Questa conversione fu però radicata nell'amicizia, possibile solo perché Romero e Grande erano stati in grado di volersi bene nonostante le loro differenze.
Il Servo di Dio Antonio Cuipa (m. 1704) era un leader della sua comunità Appalachi, secondo al comando di migliaia di nativi cristiani. Era un marito e padre di due figli, un falegname che lavorava sodo, flautista ed evangelizzatore.
Antonio arrivava nei villaggi non cristiani e suonava il suo flauto. Quando la gente rimaneva debitamente colpita, offriva flauti di legno intagliati da lui. Solo allora iniziava a predicare il Vangelo, iniziando dai punti in comune tra i cristiani e coloro che seguivano le pratiche spirituali native tradizionali. Antonio venne alla fine martirizzato, dopo aver usato la bellezza per portare tante anime a Cristo.

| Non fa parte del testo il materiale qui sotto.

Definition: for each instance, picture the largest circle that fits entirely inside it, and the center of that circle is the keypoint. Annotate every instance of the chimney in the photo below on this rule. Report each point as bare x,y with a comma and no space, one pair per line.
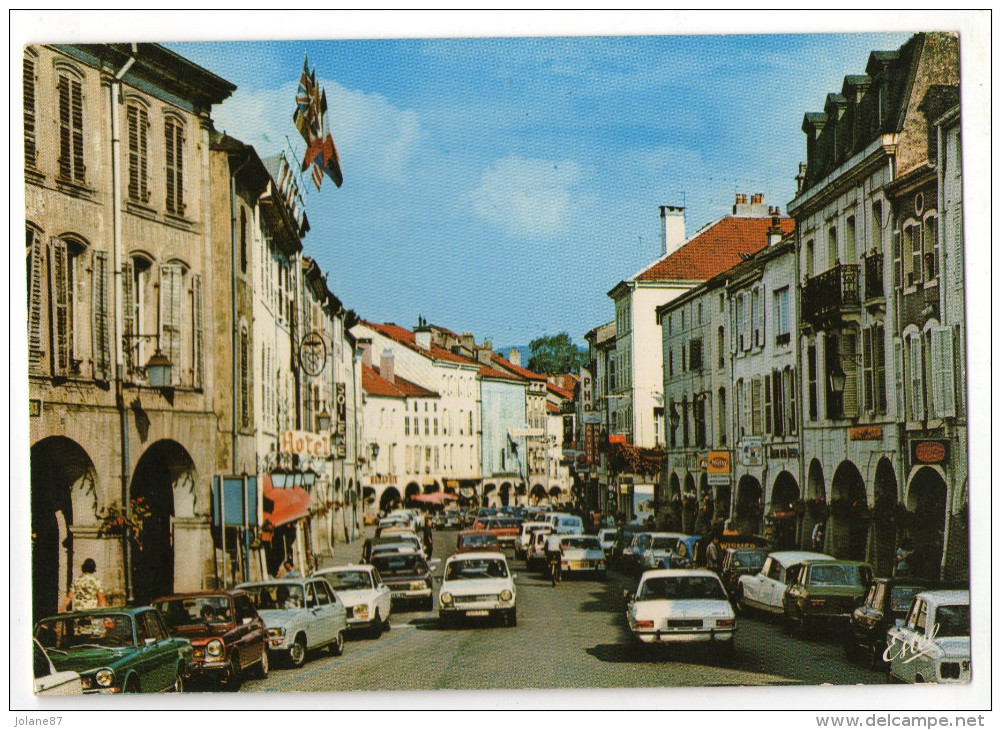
673,230
386,367
422,335
365,345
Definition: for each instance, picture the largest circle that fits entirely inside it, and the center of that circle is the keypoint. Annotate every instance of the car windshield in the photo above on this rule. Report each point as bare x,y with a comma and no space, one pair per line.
838,575
463,570
953,620
348,580
85,632
195,611
399,565
682,588
269,596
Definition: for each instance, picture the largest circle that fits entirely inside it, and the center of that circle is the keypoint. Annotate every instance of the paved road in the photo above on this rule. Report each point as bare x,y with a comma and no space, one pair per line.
571,636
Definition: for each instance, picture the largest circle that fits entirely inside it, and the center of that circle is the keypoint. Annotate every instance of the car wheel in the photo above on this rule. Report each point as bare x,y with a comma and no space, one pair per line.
297,652
337,647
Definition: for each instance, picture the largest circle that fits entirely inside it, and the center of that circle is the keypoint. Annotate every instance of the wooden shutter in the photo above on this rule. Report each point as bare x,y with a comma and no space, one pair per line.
848,351
129,324
59,306
198,339
100,327
35,351
943,373
170,317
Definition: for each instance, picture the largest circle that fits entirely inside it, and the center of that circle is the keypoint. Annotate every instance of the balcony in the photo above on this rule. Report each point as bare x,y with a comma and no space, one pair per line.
829,295
874,276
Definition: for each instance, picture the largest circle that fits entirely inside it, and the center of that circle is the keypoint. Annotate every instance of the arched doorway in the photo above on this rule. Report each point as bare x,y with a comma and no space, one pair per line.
783,521
388,500
749,506
163,470
848,526
883,530
926,500
63,494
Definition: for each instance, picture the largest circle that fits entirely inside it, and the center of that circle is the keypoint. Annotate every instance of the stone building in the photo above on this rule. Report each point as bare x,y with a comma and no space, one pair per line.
119,237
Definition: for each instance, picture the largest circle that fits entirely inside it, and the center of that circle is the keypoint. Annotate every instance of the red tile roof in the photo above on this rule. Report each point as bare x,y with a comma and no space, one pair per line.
374,385
715,249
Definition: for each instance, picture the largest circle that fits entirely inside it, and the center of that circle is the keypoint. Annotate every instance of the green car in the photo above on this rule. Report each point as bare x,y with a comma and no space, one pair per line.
824,591
121,649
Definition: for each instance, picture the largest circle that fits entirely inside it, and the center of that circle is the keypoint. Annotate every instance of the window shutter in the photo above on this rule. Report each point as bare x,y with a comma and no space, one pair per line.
100,331
849,348
198,341
59,305
35,351
130,344
944,373
170,317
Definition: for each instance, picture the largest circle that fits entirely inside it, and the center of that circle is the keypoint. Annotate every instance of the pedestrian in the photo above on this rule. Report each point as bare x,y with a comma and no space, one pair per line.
87,591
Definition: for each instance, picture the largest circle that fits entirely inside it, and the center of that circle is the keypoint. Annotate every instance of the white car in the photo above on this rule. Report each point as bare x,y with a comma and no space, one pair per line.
367,600
477,585
765,590
681,606
581,554
933,644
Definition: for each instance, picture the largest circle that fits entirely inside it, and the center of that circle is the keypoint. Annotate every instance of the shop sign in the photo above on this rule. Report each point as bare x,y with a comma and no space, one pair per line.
930,452
865,433
751,453
304,444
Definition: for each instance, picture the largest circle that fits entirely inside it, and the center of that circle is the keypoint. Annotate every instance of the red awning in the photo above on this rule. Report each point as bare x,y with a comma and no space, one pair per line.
284,506
434,498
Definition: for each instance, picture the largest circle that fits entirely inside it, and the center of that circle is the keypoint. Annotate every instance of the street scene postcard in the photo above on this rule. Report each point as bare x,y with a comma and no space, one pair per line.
552,366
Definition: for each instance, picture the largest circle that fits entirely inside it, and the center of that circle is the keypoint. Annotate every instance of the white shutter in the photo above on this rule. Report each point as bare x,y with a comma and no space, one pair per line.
170,317
198,341
130,342
35,351
59,306
100,333
943,373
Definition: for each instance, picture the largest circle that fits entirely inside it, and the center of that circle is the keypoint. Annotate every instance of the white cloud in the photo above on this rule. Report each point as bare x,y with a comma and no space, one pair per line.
372,136
527,196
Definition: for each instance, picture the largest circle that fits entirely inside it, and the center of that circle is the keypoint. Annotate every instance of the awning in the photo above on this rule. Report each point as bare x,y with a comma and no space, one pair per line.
284,506
434,498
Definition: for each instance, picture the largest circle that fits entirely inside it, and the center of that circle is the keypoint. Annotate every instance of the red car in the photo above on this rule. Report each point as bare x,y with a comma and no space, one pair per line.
227,636
469,541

Il beato Teresio Olivelli (1916-1945) era un fascista. Non era un “cattivo” terribile che ha avuto un cambiamento di cuore, ma un uomo di preghiera che credeva (a torto) che il Partito Fascista avrebbe combattuto il comunismo e protetto gli interessi cristiani.
Teresio lavorò per l'Istituto Nazionale della Cultura Fascista e vinse un premio per un saggio che cercava di armonizzare il razzismo fascista e la dottrina cristiana. Anche se resistette ad alcuni dei peggiori errori del fascismo, era convinto che avesse un grande potenziale e cercava di influenzare il partito dall'interno, unendosi anche all'esercito italiano e combattendo accanto ai Tedeschi in una campagna in cui due terzi della sua divisione morirono.
Teresio, però, amava Dio più di quanto amasse il suo partito, e iniziò a vedere i mali del fascismo. Alla fine si rifiutò di collaborare con i nazisti e venne imprigionato. Dopo essere fuggito divenne membro della Resistenza, fondando una rivista chiamata Il Ribelle e lavorando contro nazismo e fascimo fino a quando venne arrestato, spedito in un campo di concentramento e picchiato a morte a 29 anni.
Il beatro Teresio Olivelli sa cosa significhi andare dietro a Gesù e mancare il segno. Sa anche che nessuno è troppo lontano per la grazia, e che qualsiasi ideologia abbiate trasformato nel vostro dio c'è sempre speranza per chi ama Dio.